If discrimination consists in communicating judgments of inferiority, however, then algorithms discriminate only if they communicate such judgments. Do algorithms communicate such judgments? Wrestling with related questions, Barocas and Selbst ask how far the categories of discrimination recognized by U.S. law apply to algorithms.

Feb. 28: Second paper due

Mar. 5

Do you have a right to be treated as an individual and not merely a statistic?  Why does it matter?

It seems wrong to base certain kinds of decisions purely on “statistical” evidence, as opposed to “direct” or “individualized” evidence.
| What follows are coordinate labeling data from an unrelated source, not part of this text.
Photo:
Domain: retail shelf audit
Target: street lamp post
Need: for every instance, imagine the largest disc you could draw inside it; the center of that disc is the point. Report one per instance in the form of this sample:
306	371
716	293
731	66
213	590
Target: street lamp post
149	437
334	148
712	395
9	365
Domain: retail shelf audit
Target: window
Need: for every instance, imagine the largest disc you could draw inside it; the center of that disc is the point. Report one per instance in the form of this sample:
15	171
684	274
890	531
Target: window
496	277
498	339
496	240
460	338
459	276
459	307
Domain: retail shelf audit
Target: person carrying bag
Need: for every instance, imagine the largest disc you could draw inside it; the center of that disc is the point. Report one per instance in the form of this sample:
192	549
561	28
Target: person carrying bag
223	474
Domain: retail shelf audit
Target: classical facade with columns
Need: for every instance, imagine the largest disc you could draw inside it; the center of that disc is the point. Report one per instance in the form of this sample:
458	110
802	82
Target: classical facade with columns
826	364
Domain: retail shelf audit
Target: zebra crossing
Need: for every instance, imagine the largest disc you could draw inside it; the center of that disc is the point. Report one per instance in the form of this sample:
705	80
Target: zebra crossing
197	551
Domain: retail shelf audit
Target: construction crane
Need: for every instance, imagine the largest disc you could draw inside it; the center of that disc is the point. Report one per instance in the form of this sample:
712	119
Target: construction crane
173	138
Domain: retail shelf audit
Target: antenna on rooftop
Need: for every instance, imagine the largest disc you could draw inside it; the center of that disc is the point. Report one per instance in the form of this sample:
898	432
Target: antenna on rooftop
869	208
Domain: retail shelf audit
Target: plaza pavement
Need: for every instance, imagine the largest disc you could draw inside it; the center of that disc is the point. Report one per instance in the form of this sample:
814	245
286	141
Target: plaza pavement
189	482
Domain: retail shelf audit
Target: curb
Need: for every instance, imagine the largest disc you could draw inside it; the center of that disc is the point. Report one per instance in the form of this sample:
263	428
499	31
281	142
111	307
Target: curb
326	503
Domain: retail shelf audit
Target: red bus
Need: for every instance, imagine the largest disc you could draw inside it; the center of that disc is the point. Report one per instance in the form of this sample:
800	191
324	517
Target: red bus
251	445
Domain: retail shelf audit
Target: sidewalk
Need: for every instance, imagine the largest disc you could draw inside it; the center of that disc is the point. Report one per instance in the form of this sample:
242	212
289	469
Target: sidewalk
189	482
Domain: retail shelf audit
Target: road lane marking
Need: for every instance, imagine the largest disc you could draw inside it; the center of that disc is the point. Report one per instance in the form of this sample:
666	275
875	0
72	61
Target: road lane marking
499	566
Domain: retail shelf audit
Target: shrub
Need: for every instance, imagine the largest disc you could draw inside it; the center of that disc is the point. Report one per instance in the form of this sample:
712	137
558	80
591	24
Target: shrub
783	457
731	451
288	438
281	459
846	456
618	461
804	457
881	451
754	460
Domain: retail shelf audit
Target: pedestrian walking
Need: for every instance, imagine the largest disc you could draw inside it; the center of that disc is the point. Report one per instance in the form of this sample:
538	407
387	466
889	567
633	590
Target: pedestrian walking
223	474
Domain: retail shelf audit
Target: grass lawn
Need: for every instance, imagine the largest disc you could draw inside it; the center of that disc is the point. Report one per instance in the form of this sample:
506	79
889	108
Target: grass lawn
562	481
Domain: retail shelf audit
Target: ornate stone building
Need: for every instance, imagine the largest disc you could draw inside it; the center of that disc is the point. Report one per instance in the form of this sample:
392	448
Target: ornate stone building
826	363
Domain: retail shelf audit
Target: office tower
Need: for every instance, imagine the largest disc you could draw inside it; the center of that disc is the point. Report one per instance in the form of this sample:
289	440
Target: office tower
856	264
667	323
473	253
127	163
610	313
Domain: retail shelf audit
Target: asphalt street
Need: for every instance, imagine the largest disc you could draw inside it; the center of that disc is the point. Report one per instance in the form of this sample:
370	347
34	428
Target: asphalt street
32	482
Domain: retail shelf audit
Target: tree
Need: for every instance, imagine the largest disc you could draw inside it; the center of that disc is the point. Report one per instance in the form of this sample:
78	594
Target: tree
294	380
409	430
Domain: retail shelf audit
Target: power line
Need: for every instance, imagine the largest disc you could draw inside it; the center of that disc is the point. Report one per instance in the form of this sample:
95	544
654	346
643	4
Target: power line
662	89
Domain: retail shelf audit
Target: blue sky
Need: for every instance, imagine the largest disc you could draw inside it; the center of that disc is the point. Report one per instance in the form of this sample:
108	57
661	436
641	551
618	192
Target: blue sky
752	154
Suppose that eyewitness testimony, a form of direct evidence, is 90% accurate.   Suppose that parolees are 91% likely to commit a crime in the first year of parole, a form of statistical evidence. If we can convict someone simply on the basis of eyewitness testimony, can we also convict someone simply on the basis of being a parolee? It seems not. Yet over the long run, we will get it right more often if we rely on statistical evidence rather than direct evidence!

So what’s the problem with relying on statistical evidence? Moreover, in other contexts, it seems wrong to use individualized evidence rather than statistical evidence. For example, it’s OK for your insurer to raise your health insurance premium next year if it finds that it underestimated the rate of breast cancer in the population. But is it OK for it to raise your premium because it discovered that you in particular have a genetic predisposition to breast cancer?

As Eidelson observes, the objection to discrimination is sometimes said to be that it does not treat one as an individual, but instead as a member of a group.

In sum, do we have a right to be treated as an individual, rather than a member of a group? Do we have a right not to be treated as an individual? When and why?

Mar. 7: Third paper assigned

  • Fred Schauer, Profiles, Probabilities, and Stereotypes, Intro., Ch. 3

[For anyone interested in further reading on the topic: Judith Thomson, "Liability and Individualized Evidence"; David T. Wasserman, "The Morality of Statistical Proof and the Risk of Mistaken Liability"; David Enoch, Levi Spectre and Talia Fisher, "Statistical Evidence, Sensitivity, and the Legal Value of Knowledge"]

Mar. 12

  • No new reading.  Instead, look over the review questions on the handouts so far.  Make a note of any that you find particularly challenging.  We'll discuss some together in class.

[For anyone interested in further reading, Fred Schauer, Profiles, Probabilities, and Stereotypes, Ch. 5, 7]

Mar. 14

Do algorithms owe us an explanation?  Does it matter whether we understand why they do what they do?

In general, it’s a problem if an algorithm isn’t accurate: for example, if it delivers lots of false positives and lots of false negatives. And, as we have seen, it is a problem if an algorithm is unfair or discriminatory. But do you have a distinct complaint if you were affected by an algorithmic decision (e.g., denied a loan) but did not receive an explanation of why the algorithm decided your case as it did? Note that it’s not exactly a question of someone hiding from you the reasons for a decision. Increasingly, no one may be able to explain why the algorithm decided what it did, not even its designers.

Of course, an explanation may be evidence that an algorithm was or was not accurate or fair. But does it matter independently? We often don’t expect an explanation of certain decisions, even when they are made by human beings and even when they are very consequential. For example, someone convicted of a crime has no right to a jury’s explaining why it decided what it did. Or when a ballot proposition is passed banning same-sex marriage, same-sex couples have no right to the majority’s explaining its reasoning. Moreover, creatures of rationalization that we are, the grounds that we, human beings, offer for our decisions, even when perfectly sincere, may not be the “real” explanation of why we did what we did.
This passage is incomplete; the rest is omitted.